Overview

Impact Feature Issue on Faith Communities and Persons with Developmental Disabilities

Disability Through a Lens of Inclusion:
A Theological Framework for Welcoming All

Author

Rev. Rosalie Norman-McNaney is Director of the American Baptist Homes and Hospitals Association, Valley Forge, Pennsylvania, and National Ministries/ABC Staff for the National Council of Churches of Christ Committee on Disabilities. She can be reached atRosalie.McNaney@abc-usa.org. The full position statement is atwww.NCCCUSA.org

What does the term “all are welcome” mean relative to faith communities and persons with developmental disabilities? Does it mean individuals with developmental and other disabilities are affirmed and valued as active, contributing participants in the daily life of the faith community? Or does it instead mean they are primarily recipients of “charity” and attitudes and actions that may be experienced as patronizing, condescending, or even shaming? Does it mean they have access physically and programmatically to all aspects of the community’s life – including participation in sacramental or passage rites such as Bat/Bar Mitzvah, communion, baptism, membership – or must they stay on the fringes, isolated by segregated seating and restricted to self-contained faith development educational classes?

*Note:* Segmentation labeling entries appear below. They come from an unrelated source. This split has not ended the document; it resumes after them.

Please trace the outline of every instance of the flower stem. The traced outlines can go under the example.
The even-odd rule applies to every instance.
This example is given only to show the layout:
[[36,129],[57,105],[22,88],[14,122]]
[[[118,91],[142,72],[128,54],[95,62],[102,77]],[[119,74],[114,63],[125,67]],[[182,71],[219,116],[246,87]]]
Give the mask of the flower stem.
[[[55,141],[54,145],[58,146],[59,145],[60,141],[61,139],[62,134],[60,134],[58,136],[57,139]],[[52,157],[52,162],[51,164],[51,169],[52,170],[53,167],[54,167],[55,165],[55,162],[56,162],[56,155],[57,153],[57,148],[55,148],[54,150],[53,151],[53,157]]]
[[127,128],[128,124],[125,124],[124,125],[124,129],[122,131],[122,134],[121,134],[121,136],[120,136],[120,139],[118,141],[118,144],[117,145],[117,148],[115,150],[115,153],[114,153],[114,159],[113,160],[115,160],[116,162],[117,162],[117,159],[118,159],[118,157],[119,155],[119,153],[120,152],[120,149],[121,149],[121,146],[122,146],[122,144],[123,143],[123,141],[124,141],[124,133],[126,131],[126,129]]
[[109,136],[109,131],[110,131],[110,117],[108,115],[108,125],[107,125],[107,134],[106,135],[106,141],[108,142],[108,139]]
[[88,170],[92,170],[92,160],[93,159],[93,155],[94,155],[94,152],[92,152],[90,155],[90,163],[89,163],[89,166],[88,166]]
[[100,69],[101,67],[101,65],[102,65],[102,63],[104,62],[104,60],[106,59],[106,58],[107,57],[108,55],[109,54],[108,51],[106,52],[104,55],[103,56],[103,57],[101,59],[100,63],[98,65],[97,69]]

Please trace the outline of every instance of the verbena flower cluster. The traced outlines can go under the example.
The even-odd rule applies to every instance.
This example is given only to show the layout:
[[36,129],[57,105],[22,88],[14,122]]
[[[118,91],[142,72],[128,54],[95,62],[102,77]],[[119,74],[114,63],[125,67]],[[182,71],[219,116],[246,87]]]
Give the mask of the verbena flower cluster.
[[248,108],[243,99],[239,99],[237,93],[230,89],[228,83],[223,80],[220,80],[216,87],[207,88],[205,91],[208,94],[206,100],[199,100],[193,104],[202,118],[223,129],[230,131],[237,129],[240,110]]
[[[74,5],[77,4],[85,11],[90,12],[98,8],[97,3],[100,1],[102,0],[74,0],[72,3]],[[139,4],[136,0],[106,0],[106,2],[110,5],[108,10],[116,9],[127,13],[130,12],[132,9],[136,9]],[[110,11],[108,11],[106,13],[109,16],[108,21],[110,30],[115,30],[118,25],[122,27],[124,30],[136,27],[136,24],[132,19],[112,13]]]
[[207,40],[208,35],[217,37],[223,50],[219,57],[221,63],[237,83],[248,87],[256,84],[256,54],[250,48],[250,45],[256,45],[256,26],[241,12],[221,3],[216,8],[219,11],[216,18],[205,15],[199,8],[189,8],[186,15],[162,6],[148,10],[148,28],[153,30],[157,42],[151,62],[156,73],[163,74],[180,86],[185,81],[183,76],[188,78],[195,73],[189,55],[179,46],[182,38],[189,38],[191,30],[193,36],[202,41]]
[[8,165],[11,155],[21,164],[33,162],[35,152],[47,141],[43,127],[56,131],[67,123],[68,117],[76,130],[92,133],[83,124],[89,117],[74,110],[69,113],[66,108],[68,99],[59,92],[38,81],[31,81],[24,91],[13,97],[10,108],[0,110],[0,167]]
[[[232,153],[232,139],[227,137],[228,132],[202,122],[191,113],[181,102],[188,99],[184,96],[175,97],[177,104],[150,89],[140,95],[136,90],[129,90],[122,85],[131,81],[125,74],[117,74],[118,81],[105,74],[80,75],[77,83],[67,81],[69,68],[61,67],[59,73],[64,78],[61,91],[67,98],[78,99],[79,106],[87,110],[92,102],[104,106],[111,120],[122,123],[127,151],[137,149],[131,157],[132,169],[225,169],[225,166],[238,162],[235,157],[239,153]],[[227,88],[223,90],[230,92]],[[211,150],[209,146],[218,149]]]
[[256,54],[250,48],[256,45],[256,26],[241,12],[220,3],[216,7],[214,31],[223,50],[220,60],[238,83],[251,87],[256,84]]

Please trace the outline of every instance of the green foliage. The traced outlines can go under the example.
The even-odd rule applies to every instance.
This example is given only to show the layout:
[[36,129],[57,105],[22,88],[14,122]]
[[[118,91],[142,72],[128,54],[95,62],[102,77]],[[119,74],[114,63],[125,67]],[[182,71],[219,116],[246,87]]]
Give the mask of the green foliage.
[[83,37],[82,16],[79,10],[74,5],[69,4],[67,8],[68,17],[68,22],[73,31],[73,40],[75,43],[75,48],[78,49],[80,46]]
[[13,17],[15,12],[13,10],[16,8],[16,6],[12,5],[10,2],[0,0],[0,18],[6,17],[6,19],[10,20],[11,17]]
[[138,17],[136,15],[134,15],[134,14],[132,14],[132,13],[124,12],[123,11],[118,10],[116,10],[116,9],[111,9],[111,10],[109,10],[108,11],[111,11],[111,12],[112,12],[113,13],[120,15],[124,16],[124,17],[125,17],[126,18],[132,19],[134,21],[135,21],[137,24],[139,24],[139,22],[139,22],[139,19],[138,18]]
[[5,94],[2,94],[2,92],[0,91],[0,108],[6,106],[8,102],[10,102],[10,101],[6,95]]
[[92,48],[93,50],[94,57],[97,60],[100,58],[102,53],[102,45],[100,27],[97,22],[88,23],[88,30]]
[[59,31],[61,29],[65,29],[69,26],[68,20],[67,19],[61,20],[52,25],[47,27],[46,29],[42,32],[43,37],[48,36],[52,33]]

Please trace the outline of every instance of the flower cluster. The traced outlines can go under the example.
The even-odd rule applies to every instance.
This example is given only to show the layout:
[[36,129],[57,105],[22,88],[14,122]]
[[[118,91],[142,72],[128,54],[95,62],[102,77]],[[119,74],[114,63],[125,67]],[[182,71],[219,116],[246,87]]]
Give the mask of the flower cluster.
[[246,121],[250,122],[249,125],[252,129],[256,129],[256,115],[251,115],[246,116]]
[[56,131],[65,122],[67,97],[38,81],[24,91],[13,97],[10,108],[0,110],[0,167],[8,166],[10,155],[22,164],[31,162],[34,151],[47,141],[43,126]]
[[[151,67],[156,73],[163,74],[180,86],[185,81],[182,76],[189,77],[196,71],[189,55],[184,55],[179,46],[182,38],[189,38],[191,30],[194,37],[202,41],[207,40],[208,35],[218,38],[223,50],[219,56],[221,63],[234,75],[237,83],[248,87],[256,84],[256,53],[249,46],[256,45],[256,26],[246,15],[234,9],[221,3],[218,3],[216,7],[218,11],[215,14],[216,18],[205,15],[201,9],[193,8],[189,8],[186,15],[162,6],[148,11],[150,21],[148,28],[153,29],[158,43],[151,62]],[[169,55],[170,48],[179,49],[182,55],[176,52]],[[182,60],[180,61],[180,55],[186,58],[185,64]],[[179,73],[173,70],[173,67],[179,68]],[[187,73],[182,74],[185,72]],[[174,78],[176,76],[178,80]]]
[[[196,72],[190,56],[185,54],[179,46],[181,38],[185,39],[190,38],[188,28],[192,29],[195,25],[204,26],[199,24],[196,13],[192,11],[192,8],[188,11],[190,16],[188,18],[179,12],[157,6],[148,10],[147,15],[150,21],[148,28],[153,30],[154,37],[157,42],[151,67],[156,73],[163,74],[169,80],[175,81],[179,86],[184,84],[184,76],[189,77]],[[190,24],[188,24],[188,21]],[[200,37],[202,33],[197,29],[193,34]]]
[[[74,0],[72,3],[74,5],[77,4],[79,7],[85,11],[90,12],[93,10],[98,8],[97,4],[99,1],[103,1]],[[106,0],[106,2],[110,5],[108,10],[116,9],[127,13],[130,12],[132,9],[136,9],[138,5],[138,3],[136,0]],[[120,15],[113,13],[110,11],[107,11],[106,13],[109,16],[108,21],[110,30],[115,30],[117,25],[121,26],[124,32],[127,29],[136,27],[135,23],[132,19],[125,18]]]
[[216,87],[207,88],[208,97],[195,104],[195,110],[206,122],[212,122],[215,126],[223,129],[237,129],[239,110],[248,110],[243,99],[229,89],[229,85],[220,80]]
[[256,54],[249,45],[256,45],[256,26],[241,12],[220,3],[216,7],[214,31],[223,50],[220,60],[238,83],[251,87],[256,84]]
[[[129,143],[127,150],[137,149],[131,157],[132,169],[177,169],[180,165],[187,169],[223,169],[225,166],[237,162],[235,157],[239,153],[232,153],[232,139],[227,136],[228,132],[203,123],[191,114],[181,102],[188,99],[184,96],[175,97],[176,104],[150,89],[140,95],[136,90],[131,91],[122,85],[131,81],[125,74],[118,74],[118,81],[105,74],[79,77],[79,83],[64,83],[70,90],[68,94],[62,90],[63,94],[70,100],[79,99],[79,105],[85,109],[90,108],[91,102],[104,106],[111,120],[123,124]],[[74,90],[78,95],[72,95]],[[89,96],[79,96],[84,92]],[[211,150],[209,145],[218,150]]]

The response of a congregation – be it a synagogue, church, mosque or temple – to persons with developmental disabilities will vary based on people’s knowledge of and sensitivity toward individuals with developmental disabilities, as well as on the theological lenses through which their beliefs are filtered. Every religious tradition is pluralistic, meaning that within it can be found a wide range of interpretations of the tradition’s response to persons with disabilities. In most, a perspective that God accepts all, calls all, and can use all exists, but the ways in which this is applied when it comes to persons with disabilities vary widely. There can be found theologies of disability that sustain exclusion and a view of individuals with disabilities as “other,” and theologies of disability that support inclusion and view persons with disabilities as equals with all other humans within and outside the worshiping community.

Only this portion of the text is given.